Before ARCHER, Circuit Judge, BALDWIN, Senior Circuit Judge, MAYER, Circuit Judge.

BALDWIN, Senior Circuit Judge.


This appeal is from the December 7, 1987 decision of the United States Patent and Trademark Office Trademark Trial and Appeal Board (board) dismissing the opposition, No. 73,005, of Ragu Foods, Inc. (appellant) to the registration by Pizza Kwik Limited, Inc. (appellee) of its design and mark, encompassing the words PIZZA KWIK, for restaurant services featuring home pizza delivery, application No. 499, 682. We affirm.


Appellant opposed registration on the basis of its own registered mark, PIZZA QUICK, used for pizza sauce, toppings and crust mix, registration No. 1,322,448, issued February 26, 1985, asserting that appellee's mark would be likely to cause confusion because of the identical sound of the words used in the two marks, and the similarity in end uses--pizza consumers.

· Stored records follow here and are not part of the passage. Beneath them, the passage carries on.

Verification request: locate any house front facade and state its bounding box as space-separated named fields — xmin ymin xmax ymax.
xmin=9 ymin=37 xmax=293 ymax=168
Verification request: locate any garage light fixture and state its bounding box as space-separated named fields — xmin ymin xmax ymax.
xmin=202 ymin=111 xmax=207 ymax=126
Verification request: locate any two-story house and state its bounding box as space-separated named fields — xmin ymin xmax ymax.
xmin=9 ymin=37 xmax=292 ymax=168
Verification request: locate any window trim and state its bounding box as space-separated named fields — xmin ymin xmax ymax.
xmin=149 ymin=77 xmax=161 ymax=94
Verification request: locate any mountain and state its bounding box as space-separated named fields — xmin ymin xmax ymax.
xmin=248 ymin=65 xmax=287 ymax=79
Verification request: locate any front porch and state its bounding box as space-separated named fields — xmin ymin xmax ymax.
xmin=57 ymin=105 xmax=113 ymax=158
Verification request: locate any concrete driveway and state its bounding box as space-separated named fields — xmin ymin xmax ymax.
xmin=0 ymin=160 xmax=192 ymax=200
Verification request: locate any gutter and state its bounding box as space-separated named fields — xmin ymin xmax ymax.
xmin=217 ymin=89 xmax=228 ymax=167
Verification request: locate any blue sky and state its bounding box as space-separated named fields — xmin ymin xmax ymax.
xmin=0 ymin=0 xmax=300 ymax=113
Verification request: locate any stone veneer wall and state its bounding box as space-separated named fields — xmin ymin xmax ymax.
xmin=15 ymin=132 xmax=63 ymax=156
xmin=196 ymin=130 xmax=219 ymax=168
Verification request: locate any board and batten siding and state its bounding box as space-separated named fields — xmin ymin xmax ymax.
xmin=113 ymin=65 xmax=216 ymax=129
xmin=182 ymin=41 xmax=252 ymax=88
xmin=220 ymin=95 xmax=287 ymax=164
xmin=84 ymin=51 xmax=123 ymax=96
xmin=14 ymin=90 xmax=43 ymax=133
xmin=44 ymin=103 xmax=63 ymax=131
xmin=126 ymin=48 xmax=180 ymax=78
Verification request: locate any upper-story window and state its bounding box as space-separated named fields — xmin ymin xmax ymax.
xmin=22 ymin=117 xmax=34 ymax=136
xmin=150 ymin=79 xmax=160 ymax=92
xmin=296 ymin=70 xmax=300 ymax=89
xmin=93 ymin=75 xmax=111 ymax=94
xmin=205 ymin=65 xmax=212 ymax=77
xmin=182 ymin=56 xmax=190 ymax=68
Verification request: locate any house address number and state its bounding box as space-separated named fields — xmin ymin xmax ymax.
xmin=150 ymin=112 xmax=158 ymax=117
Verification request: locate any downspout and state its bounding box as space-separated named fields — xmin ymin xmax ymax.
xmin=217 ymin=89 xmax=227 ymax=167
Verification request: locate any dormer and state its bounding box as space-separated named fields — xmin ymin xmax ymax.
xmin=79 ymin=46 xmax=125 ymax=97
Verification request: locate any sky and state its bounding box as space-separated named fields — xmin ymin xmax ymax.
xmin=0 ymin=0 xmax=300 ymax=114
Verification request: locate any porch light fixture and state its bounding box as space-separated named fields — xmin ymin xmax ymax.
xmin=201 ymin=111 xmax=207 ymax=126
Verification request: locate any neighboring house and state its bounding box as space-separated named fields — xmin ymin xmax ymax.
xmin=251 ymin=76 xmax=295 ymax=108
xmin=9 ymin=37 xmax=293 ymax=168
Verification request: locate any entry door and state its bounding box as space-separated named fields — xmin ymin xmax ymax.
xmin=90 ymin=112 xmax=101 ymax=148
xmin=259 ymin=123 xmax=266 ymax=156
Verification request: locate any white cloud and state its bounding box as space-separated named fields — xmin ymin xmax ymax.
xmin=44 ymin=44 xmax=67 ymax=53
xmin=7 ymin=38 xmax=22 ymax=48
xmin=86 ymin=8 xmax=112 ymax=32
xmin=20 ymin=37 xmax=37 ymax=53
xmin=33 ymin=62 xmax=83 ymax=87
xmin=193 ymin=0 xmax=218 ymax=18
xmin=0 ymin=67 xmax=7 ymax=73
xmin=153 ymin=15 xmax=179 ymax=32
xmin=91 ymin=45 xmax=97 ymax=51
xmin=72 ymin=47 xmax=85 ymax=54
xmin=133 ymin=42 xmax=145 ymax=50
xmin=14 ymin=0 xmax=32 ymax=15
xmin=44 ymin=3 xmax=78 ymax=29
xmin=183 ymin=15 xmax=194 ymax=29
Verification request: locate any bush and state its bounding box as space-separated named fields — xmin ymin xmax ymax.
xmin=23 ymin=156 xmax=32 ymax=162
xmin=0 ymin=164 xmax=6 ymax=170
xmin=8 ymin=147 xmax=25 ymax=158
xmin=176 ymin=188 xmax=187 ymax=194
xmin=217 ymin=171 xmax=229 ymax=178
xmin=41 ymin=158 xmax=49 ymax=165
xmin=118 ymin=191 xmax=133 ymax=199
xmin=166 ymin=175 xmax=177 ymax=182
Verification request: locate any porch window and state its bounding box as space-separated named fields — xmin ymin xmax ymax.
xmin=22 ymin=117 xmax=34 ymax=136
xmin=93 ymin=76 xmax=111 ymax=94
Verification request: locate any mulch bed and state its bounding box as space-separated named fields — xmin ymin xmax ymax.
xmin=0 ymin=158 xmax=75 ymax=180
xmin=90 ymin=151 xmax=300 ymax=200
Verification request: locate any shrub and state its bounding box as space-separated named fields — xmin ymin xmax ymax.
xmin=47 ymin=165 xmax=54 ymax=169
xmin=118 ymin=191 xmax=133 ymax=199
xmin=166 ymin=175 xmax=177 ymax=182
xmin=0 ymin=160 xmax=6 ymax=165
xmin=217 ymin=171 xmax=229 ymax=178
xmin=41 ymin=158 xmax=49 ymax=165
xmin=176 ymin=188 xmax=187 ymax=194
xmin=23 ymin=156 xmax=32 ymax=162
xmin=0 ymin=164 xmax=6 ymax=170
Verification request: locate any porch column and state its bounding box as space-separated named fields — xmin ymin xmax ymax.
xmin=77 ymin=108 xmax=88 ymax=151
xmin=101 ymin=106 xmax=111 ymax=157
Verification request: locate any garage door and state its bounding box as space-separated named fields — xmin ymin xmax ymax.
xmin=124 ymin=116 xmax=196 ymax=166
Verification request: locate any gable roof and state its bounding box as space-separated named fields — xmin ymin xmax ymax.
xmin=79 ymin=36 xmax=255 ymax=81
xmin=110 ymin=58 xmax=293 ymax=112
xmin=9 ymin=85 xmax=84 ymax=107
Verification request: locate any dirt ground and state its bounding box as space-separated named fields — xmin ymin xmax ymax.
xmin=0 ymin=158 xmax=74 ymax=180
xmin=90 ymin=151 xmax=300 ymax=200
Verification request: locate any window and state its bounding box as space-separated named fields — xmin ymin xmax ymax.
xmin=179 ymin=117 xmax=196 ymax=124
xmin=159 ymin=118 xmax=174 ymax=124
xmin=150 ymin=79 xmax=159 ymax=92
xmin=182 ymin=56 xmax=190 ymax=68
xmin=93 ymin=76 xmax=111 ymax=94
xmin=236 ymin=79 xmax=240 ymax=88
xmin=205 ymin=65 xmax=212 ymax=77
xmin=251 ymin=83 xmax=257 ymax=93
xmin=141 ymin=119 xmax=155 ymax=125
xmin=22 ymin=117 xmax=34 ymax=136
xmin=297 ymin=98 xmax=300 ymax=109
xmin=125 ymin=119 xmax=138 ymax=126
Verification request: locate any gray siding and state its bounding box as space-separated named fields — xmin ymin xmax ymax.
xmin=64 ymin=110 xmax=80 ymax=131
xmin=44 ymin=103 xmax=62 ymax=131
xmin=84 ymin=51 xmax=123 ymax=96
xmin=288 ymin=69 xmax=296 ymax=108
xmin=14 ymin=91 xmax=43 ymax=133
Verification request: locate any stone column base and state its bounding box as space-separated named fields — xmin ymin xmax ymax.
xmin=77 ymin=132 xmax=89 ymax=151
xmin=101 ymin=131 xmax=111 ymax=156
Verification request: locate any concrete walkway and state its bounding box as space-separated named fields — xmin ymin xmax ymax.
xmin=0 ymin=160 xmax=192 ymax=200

The question of likelihood of confusion is, contrary to appellee's suggestion, one of law. Sweats Fashion, Inc. v. Pannill Knitting Company, Inc., 833 F.2d 1560, 1565, 4 USPQ2d 1793, 1797 (Fed. Cir. 1987), and cases cited therein. As appellee suggests, however, there are factual considerations. In re E.I. DuPont DeNemours & Co., 476 F.2d 1357, 1361, 177 USPQ 563, 567 (CCPA 1973). In our review of the arguments and the record below, we have found no reason to disagree with the board's findings or conclusions. The channels of trade differ markedly, and the evidence suggested that appellant's own market studies did not consider the home pizza delivery market as competition for its products. In addition, we agree with the board's conclusion that, while the spoken words are identical, appellant's and appellee's marks have different connotations, especially in light of appellee's disclaimer of the words PIZZA KWIK apart from the mark.

Appellant's evidence of substantial advertising for its mark and slogans including its mark do not lead us, as it did not lead the board, to conclude that consumers familiar with appellant's mark would naturally confuse PIZZA QUICK with appellee's service. While the marks sound the same, in their entirety, the similarity diminishes greatly. The other relevant factors to consider under the DuPont analysis also do not lead us to conclude that confusion is likely. For instance, there was no showing of actual confusion, including any such confusion while the marks have been in concurrent use (since 1984). See 476 F.2d at 1361, 177 USPQ at 567. Thus, appellant has presented no reason why we should overturn the board's result that confusion is not likely.